The volume of an open top box is created by cutting a square from each corner of a 10 in. by 12 in. piece of paper. The situation is represented by the function V(x)=x(10−2x)(12−2x). Find the maximum volume of a box that can be created from the piece of paper. Round the answer to one decimal place.

To find the maximum volume, we need to find the critical points of the function V(x) and then determine which one is the maximum.

First, let's find the derivative of V(x) with respect to x:
V'(x) = (10−2x)(12−2x) + x(-2)(12−2x) + x(10−2x)(-2)

Simplifying this expression:
V'(x) = (10−2x)(12−2x) - 2x(12−2x) - 2x(10−2x)
V'(x) = (10−2x)(12−2x) - 24x + 4x^2 - 20x + 4x^2
V'(x) = (10−2x)(12−2x) - 44x + 8x^2

Now, let's set the derivative equal to zero and solve for x:
(10−2x)(12−2x) - 44x + 8x^2 = 0

Expanding and rearranging the equation:
120 - 24x - 20x + 4x^2 - 44x + 8x^2 = 0
12x^2 - 88x + 120 = 0
3x^2 - 22x + 30 = 0

Now we can solve this quadratic equation for x. Using the quadratic formula, we have:
x = (-(-22) ± sqrt((-22)^2 - 4(3)(30))) / (2(3))
x = (22 ± sqrt(484 - 360)) / 6
x = (22 ± sqrt(124)) / 6
x = (22 ± 2sqrt(31)) / 6
x = (11 ± sqrt(31)) / 3

The two possible values for x are (11 + sqrt(31)) / 3 and (11 - sqrt(31)) / 3.

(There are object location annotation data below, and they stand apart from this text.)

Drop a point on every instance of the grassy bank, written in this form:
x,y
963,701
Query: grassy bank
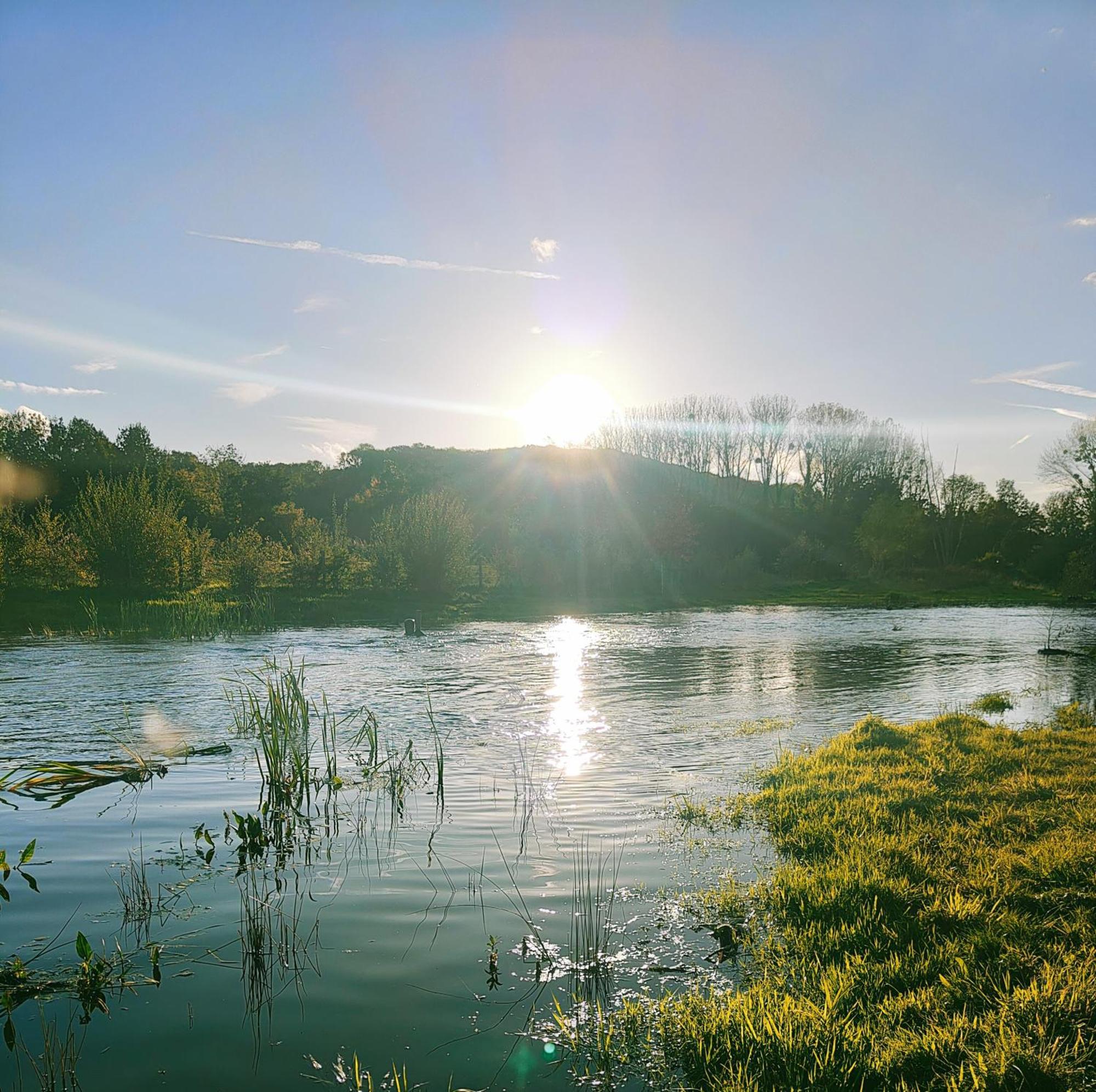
x,y
931,921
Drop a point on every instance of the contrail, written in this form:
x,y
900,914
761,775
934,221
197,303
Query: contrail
x,y
1053,409
29,330
409,264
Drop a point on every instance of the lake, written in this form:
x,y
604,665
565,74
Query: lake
x,y
368,930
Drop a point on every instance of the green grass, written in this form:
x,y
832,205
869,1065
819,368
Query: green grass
x,y
931,923
997,701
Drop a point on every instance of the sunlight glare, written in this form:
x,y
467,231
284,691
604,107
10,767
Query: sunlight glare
x,y
568,409
570,722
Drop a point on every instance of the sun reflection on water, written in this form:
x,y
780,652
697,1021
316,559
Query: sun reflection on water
x,y
570,722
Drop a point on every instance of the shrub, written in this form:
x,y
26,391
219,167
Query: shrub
x,y
132,532
248,562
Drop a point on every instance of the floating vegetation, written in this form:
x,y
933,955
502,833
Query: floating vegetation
x,y
60,782
196,618
276,950
272,707
593,902
997,701
351,1074
6,870
96,977
54,1067
727,814
135,895
762,726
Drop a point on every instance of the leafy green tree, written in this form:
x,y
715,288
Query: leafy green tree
x,y
45,553
426,545
133,533
248,562
136,450
894,533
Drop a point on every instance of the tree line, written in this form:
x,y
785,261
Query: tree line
x,y
855,485
698,498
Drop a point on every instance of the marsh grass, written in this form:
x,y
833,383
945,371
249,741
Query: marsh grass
x,y
53,1068
996,702
726,814
930,924
762,726
593,902
193,618
95,977
60,782
135,895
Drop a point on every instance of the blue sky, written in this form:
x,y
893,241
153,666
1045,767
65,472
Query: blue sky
x,y
866,203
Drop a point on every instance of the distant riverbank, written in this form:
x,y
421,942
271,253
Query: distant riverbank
x,y
83,610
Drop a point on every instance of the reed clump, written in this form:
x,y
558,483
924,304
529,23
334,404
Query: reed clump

To determine which value of x gives the maximum volume, we need to check the second derivative of V(x) at these points.

The second derivative of V(x) is given by:
V''(x) = -4(12−2x) - 2(12−2x) + 16x

Let's evaluate V''((11 + sqrt(31)) / 3):
V''((11 + sqrt(31)) / 3) = -4(12−2((11 + sqrt(31)) / 3)) - 2(12−2((11 + sqrt(31)) / 3)) + 16((11 + sqrt(31)) / 3)
V''((11 + sqrt(31)) / 3) = -4(12−22/3 + 2sqrt(31)/3) - 2(12−22/3 + 2sqrt(31)/3) + 16((11 + sqrt(31)) / 3)
V''((11 + sqrt(31)) / 3) = -4(34/3 - 2sqrt(31)/3) - 2(34/3 - 2sqrt(31)/3) + 16((11 + sqrt(31)) / 3)
V''((11 + sqrt(31)) / 3) = -4(34 - 2sqrt(31)) / 3 - 2(34 - 2sqrt(31)) / 3 + 16((11 + sqrt(31)) / 3)
V''((11 + sqrt(31)) / 3) = (-4(34 - 2sqrt(31)) - 2(34 - 2sqrt(31)) + 16(11 + sqrt(31))) / 3
V''((11 + sqrt(31)) / 3) = (68sqrt(31) + 364) / 3

Since the second derivative is positive for ((11 + sqrt(31)) / 3), it means that this point corresponds to a minimum, not a maximum.

Now let's evaluate V''((11 - sqrt(31)) / 3):
V''((11 - sqrt(31)) / 3) = (68sqrt(31) - 364) / 3

Since the second derivative is negative for ((11 - sqrt(31)) / 3), it means that this point corresponds to a maximum.

Therefore, the maximum volume of the box that can be created from the piece of paper is given when x = (11 - sqrt(31)) / 3.

Now we can substitute this value of x back into the original function V(x) to find the maximum volume:

V((11 - sqrt(31)) / 3) = ((11 - sqrt(31)) / 3)(10−2((11 - sqrt(31)) / 3))(12−2((11 - sqrt(31)) / 3))

Calculating this expression, you'll find that the maximum volume is approximately 131.8 cubic inches (rounded to one decimal place).